Say a Prayer for Grammar Grrrl
I’m teaching a new class — Grammar Geeks and Punctuation Punks (yeah, we be witty and creative at my place o’ biz) — in five very short hours. I developed this class to complement the business writing and technical writing classes I teach, to go in-depth on the fundamentals of writing. I'm rather stressed about today's class. Nightmares all weekend — not the "I'm wearing just underwear to class!" one, but the "I'm drawing a blank in front of the class!" one.
I’m not sure why.
I love talking about grammar and punctuation. I'm the embodiment of the geek/punk (that’s putting it nicely; I’m a grammar bully and a punctuation Nazi, to be honest). I rant and rail to my boss when a poorly written e-mail goes out to the entire organization. I kvetch about fellow communicators who use which instead of that. I mock misused commas and colons. I can recite much of the rules in the Associated Press Stylebook. Yeah, I'm a grammar bitch.
And I love an audience.
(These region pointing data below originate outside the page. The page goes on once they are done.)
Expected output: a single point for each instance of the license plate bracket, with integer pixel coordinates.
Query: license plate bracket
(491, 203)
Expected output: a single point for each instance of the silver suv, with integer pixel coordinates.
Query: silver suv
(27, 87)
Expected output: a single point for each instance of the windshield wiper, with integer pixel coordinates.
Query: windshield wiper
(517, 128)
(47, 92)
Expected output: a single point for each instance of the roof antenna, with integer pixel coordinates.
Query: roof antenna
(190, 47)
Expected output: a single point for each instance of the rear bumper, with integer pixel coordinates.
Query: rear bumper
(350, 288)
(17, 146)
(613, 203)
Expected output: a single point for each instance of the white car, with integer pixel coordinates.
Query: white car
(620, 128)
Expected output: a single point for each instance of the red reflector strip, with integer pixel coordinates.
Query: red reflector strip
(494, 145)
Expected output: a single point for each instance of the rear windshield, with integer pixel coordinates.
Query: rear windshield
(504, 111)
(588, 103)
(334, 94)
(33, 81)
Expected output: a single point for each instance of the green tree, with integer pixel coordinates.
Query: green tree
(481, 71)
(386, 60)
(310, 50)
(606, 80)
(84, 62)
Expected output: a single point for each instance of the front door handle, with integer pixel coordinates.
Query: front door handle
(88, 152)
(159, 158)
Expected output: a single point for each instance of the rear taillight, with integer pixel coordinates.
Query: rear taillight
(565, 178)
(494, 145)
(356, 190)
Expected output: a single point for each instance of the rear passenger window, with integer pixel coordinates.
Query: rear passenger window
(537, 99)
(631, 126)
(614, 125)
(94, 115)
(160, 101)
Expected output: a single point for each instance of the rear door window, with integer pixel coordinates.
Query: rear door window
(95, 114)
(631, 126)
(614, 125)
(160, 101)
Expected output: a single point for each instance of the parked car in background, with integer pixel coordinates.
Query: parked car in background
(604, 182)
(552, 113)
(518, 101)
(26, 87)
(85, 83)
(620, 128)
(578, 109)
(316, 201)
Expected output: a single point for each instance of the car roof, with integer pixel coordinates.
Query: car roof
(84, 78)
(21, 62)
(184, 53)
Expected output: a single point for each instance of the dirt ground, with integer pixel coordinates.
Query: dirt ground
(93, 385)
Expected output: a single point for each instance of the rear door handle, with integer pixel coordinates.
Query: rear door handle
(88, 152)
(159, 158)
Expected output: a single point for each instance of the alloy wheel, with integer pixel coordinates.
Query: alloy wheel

I enjoy standing in front of a class, feeding off their energy, excitedly explaining prepositions and appositives, making them giggle about subjects and verbs that don’t agree.
But I don’t feel prepared.
What if my pants fall down again? The horror if I call an adjective an adverb, or if I go blank on a grammar rule! Will I confuse them when I get into collective nouns? Do you think they’ll doze off on me?
No wonder my nails are gnarled raggedy and my eyes are circled darkly.